The following is written in reaction to watching and reading
Creatively Speaking, Part Two: Sir Ken Robinson on the Power of the Imaginative Mind
&
Schools Must Validate Creative Expression: Take a Chance, Let the Dance
Sir Ken Robinson is a clever and somewhat captivating speaker with antidotes designed to confirm his vague theses. He implies the assumption that divergent thinking is always virtuous. He would have more credibility if he were to develop this thesis convincingly. To suggest that cheating is a meaningful form of collaboration is showmanship, pure dribble. Few will dispute the value of challenging the status quo and coming up with your own solutions to meet a common objective. But to suggest divergent thinking or unstructured creative thinking is the be all to end all is naive. I'll leap to an assumption that he has never managed a project to land a man on the moon or had an executive position overseeing a line operation for a for-profit enterprise. Yes, the arts are important but so are the sciences. They are not mutually exclusive.
My point here is that one of the many charges of public education is to train people to understand productivity -- of people, groups, and organizations. His data on the shrinking capacity for creativity from kindergarten to high school are no doubt valid. But to imply that teaching orderly problem solving focused on goal accomplishment and productivity is invalid, is not to understand a primary function of education. As a matter of fact, this endeavor is even more intense in the college and graduate experience. The hard part and the real challenge of Robinson's protestations is achieving allowance for divergence and creativity within the paradigm requiring order and productivity. Robinson does not acknowledge the latter as a basic function of education and doesn't offer practical solutions to the implied severe imbalance. We have seen this pendulum before. Is Robinson leading the nudge away from the sciences back to the arts?
No doubt the greatest achievements, inventions and innovations, and problem solving come from those enabled to question, test, diverge, and create. We have clear evidence that the greatest economic and job growth come from small entrepreneurs who are free to create their solutions to whatever the market will bear. But seldom do these same individuals thrive in a business environment without the skills to navigate it. To do so successfully one needs to understand the structure and behavior of our primary institutions that are based on order, structure, and understanding of the common denominators necessary to make them work. For example, when the communist empires of Eastern Europe fell there were many seeking to leverage the capitalistic system to earn a better life. However, few had any knowledge about accounting, costs, and profits, banking, or business law. Eventually these institutions were put into place sufficiently to allow investment and flourishing free enterprise.
Likewise, Microsoft reserves a half-billion dollars a year for so-called pure research in the hopes of coming up with the next iteration of Windows or whatever. But by no means would Microsoft turn the keys of their profit making enterprise over to this research group. The major emphasis on this company is to survive and indeed thrive in the marketplace. Without a knowledge of how to navigate that marketplace and all the institutions it encompasses, the company would never succeed.

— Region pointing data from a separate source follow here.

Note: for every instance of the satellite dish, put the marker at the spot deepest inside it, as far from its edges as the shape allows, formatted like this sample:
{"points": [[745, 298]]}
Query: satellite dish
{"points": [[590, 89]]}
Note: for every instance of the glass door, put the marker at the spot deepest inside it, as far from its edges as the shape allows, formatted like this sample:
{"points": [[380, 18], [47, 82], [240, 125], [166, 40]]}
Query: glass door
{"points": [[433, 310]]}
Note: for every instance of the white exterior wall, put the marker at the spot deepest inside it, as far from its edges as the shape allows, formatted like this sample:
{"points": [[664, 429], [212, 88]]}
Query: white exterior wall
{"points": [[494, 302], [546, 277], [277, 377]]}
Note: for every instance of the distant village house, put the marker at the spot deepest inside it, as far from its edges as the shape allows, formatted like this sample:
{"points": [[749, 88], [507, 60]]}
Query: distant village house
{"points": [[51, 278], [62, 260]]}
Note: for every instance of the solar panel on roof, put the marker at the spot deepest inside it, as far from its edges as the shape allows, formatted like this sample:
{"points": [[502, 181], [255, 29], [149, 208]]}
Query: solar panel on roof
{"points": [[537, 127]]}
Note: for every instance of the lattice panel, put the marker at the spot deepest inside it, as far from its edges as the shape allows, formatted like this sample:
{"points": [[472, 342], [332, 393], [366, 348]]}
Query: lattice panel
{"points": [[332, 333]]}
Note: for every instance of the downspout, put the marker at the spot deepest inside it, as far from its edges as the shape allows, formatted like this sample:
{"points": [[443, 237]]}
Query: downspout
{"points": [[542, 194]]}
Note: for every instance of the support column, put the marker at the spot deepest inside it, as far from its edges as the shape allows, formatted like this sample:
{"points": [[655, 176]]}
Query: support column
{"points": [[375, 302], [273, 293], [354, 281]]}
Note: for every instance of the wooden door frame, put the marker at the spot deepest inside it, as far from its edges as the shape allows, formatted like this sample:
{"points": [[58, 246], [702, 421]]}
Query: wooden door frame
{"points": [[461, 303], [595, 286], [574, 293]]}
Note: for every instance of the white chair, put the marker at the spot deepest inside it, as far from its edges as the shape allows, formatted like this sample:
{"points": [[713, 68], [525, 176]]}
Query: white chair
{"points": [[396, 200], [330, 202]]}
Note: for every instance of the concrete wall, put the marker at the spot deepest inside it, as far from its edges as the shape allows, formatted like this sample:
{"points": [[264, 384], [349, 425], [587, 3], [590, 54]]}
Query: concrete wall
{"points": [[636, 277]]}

From my standpoint, the most compelling part of Robinson's entreaty speaks to the importance of educating an individual in such a way as to help them become fully educated and self-sustainable. Do our students emerge with a well-rounded education? Do they know how to make creative use of their leisure time? Can they seek and achieve fulfillment from the pursuit of an avocation not necessarily designed as a route to earning a living but simply for the pure enjoyment of doing so.
In my view, our society's ability to develop and pursue their own interests for the purpose of a fuller, more rewarding life is a need as critical as the school sufficiently preparing its graduates for higher education and vocations. Right now in the US it would appear the average person aspires to spend their leisure shopping, eating, and consuming.
Robinson would have greater impact if he acknowledged the realities of the charter of American education and presented his observations, anecdotes, and platitudes as a stimulus to enlarge the charter rather than a vehicle to suggest it is all being done wrong, that we're all missing the boat. With all due respect, I think that his comments taken in isolation can be somewhat thought provoking if not entertaining but it smacks of superficiality.